In a study where the scales for diagnosing female sexual dysfunction were systematized, 27 available scales were listed, of which ten measure psychometric properties of specific domains of sexual dysfunction in women [20]. Of these, five presented reliability scores equal to or above 0.9 (Cronbach’s alpha), including FSFI. However, only the FSFI [6] contains items that contemplate the general domains to characterize the female sexual response included in the DSM-5 [12]. For example, one scale specifically addressed a cut-off point for the desire disorder domain in FSFI in order to achieve high sensitivity and specificity. Both indices increased from 75 and 84% to 92 and 89%, respectively. This scale (FSFI), as previously mentioned, has a moderate discriminative effect for this domain [28]. The other scales showed good scores for arousability, [29] impact of sexual dysfunction on women’s sexual life quality, [30] and to exclusively diagnose hypoactive sexual desire disorder (HSDD) [31] or HSDD due female distress [32]. From this evidence, application of the FSFI scale associated to a correction of the desire sexual domain is recommended [28].

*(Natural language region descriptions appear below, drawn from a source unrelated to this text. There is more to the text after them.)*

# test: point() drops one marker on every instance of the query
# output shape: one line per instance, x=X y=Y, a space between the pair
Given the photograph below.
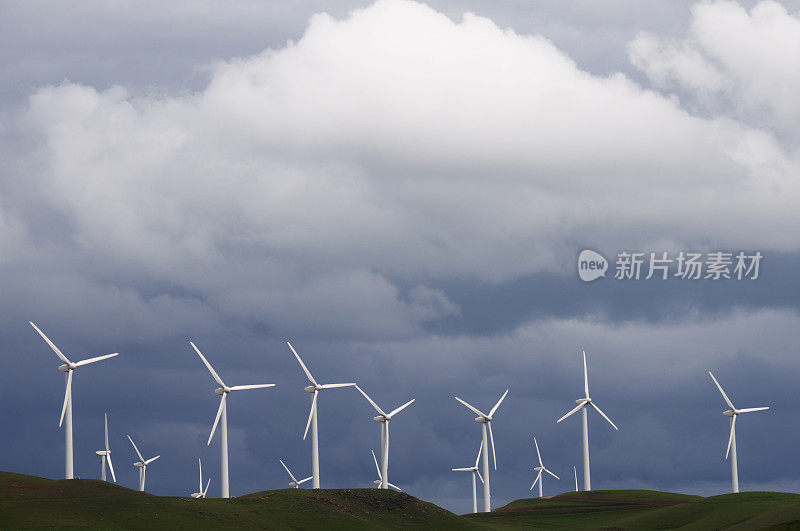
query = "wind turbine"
x=582 y=405
x=66 y=410
x=314 y=389
x=383 y=419
x=475 y=471
x=294 y=483
x=486 y=423
x=141 y=464
x=222 y=412
x=380 y=479
x=732 y=413
x=202 y=492
x=105 y=456
x=541 y=468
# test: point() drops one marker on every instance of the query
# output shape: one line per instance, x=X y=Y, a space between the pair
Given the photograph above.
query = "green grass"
x=28 y=502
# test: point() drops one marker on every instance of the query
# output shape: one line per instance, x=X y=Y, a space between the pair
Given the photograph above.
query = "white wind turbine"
x=66 y=410
x=475 y=471
x=383 y=419
x=105 y=456
x=202 y=492
x=733 y=413
x=141 y=464
x=314 y=389
x=294 y=483
x=222 y=412
x=541 y=468
x=582 y=405
x=486 y=424
x=380 y=481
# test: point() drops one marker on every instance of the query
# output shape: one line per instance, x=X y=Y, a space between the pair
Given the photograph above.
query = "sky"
x=402 y=190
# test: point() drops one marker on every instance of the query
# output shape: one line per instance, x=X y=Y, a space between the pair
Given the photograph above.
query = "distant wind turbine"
x=541 y=468
x=66 y=410
x=314 y=389
x=582 y=405
x=222 y=412
x=202 y=492
x=383 y=420
x=486 y=425
x=380 y=481
x=141 y=464
x=475 y=471
x=105 y=455
x=294 y=483
x=732 y=413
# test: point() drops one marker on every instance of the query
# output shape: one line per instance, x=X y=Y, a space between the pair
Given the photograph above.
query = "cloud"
x=738 y=62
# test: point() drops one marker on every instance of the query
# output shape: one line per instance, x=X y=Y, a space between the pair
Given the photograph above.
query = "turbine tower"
x=66 y=410
x=475 y=471
x=383 y=422
x=222 y=412
x=294 y=483
x=541 y=468
x=202 y=492
x=141 y=464
x=105 y=456
x=582 y=405
x=486 y=425
x=732 y=413
x=380 y=481
x=314 y=389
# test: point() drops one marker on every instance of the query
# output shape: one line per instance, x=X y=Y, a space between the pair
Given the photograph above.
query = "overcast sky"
x=402 y=190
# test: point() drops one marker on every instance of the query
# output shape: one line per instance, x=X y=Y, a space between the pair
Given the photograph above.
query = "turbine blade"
x=537 y=452
x=727 y=400
x=374 y=405
x=585 y=376
x=603 y=414
x=92 y=360
x=208 y=365
x=497 y=405
x=288 y=471
x=477 y=411
x=303 y=365
x=216 y=419
x=311 y=413
x=730 y=437
x=137 y=450
x=752 y=409
x=67 y=396
x=111 y=467
x=478 y=458
x=61 y=356
x=582 y=403
x=376 y=464
x=245 y=387
x=401 y=408
x=491 y=438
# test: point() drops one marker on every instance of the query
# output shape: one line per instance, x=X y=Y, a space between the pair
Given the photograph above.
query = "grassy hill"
x=30 y=502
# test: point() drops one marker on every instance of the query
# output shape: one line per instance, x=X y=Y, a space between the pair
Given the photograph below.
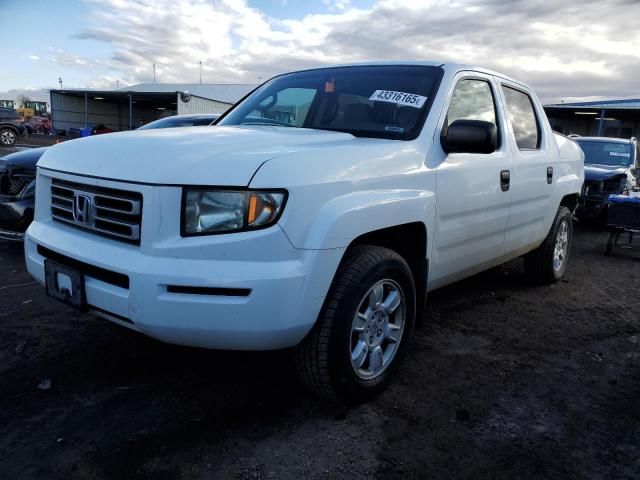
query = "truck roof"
x=605 y=139
x=453 y=67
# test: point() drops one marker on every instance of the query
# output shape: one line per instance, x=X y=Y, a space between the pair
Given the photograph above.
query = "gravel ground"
x=505 y=381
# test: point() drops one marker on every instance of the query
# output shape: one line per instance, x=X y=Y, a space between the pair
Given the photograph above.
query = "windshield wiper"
x=273 y=124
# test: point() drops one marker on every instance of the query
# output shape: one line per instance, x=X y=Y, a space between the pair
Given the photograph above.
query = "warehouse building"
x=605 y=118
x=136 y=105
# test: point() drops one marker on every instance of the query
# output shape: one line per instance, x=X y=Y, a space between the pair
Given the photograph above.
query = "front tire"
x=8 y=137
x=548 y=262
x=364 y=326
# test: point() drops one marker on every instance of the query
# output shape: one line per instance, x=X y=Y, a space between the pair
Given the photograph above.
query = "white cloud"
x=563 y=49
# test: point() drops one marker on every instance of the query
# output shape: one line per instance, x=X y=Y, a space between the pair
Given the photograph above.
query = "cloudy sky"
x=564 y=49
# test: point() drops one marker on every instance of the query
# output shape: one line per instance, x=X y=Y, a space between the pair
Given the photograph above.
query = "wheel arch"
x=410 y=241
x=570 y=201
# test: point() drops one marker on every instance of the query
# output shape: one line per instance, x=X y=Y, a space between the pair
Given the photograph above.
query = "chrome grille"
x=105 y=211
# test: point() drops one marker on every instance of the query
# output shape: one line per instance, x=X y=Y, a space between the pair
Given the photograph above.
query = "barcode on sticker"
x=399 y=98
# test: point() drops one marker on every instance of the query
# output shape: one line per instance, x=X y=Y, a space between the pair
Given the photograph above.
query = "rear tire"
x=364 y=326
x=548 y=262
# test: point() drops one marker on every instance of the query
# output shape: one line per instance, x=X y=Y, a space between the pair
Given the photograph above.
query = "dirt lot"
x=505 y=381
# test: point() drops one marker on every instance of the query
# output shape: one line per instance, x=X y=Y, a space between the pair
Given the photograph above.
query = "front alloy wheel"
x=363 y=328
x=561 y=247
x=377 y=329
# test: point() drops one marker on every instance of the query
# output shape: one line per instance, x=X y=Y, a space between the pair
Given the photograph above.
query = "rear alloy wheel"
x=8 y=137
x=363 y=328
x=548 y=262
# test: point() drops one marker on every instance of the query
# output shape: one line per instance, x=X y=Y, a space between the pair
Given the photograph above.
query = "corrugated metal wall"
x=201 y=105
x=68 y=112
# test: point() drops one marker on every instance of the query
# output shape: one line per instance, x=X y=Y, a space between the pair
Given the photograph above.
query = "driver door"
x=473 y=201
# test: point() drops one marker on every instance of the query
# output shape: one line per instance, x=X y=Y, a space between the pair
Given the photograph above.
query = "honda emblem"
x=82 y=209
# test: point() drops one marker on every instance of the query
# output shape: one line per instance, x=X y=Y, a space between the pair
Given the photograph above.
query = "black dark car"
x=17 y=192
x=11 y=126
x=611 y=166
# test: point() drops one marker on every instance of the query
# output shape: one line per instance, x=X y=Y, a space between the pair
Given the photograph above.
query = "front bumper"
x=286 y=286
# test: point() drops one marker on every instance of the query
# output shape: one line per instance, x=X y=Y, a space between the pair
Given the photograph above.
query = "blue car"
x=611 y=167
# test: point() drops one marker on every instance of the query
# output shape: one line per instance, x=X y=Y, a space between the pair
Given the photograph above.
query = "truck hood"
x=602 y=172
x=226 y=156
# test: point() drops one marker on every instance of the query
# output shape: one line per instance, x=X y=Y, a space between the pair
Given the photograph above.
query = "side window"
x=526 y=127
x=472 y=100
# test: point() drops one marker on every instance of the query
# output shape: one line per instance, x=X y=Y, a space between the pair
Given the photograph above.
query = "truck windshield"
x=606 y=153
x=390 y=101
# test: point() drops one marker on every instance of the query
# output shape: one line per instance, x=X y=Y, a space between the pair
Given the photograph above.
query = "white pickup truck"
x=316 y=214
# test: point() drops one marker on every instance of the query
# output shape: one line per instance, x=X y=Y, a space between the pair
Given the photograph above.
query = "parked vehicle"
x=182 y=121
x=101 y=129
x=17 y=192
x=38 y=125
x=11 y=127
x=323 y=235
x=611 y=167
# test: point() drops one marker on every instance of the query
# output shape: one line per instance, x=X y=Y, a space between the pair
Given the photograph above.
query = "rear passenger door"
x=472 y=202
x=534 y=171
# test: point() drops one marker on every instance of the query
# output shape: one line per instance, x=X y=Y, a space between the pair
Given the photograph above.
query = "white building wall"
x=201 y=105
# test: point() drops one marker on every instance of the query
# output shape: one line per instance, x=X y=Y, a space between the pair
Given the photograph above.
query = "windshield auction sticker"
x=399 y=98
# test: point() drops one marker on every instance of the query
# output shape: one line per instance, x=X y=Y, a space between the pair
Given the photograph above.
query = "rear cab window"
x=523 y=117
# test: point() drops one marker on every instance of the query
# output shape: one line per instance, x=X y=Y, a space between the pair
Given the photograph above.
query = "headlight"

The present study has limitations in estimating the sensitivity of inter-questionnaire agreement, likely due to the sample size and the fact that only young women were assessed. Also, data generalization is restricted since the sampling was performed by convenience. However, this study showed evidence of a need to improve the questionnaires that are presently being used to better characterize female sexual function Although more complete protocols have been proposed in relation to the main aspects of sexual function for constructing guidelines of the sexual history of men and women for health care professionals, [33] at the moment this protocol is not available in the public health service. Thus, the high reliability and adjustments introduced in the FSFI seem to provide a good instrument for its current use in the clinical diagnosis of the sexual health of women.

Conclusions

A comparison of accuracy to detect typical sexual function and sexual dysfunction was investigated using three widely used questionnaires, namely the FSFI, GRISS and SQ-F. Precision grades from “excellent to good” were detected for most FSFI and GRISS individual domains, and “fair to poor” accuracy for SQ-F. Despite these results, the comparison between each 2 scales using the ROC curve to test the accuracy in predicting female sexual response diagnoses, were similar, being measured as “fair”. The sensitivity and specificity between FSFI x SQ-F were 84.6 and 33.3%, respectively, whereas between FSFI and GRISS were 82.9 and 28.6% and GRISS x SQ-F 82.1 and 25.0%. The number of questions per domains of the scales ranged from one to four, and it was found that lower scores for a domain for the FSFI were also low for a similar domain in the SQ-F. In addition, these two questionnaires have high similar questions when compared to GRISS. As SQ-F and GRISS contain items related to the sexual partnership a better agreement between them was expected. However, they were the lowest which might be due to the low number of questions on the SQ-F to characterize similar domains. This study evidenced high agreement between scales to truth-positive symptoms and low agreement for truth-negative symptoms thereby conferring fair accuracy between the studied scales. The limited grade for discriminatory capacity (AUC) between surveys for sexual response must be considered when comparing results from these three different questionnaires and also to compare with other different scales. In addition, despite the diversity of scales, the high reliability and fit for their desire domain suggest that the FSFI scale has good accuracy for the current clinical assessment of women’s sexual health.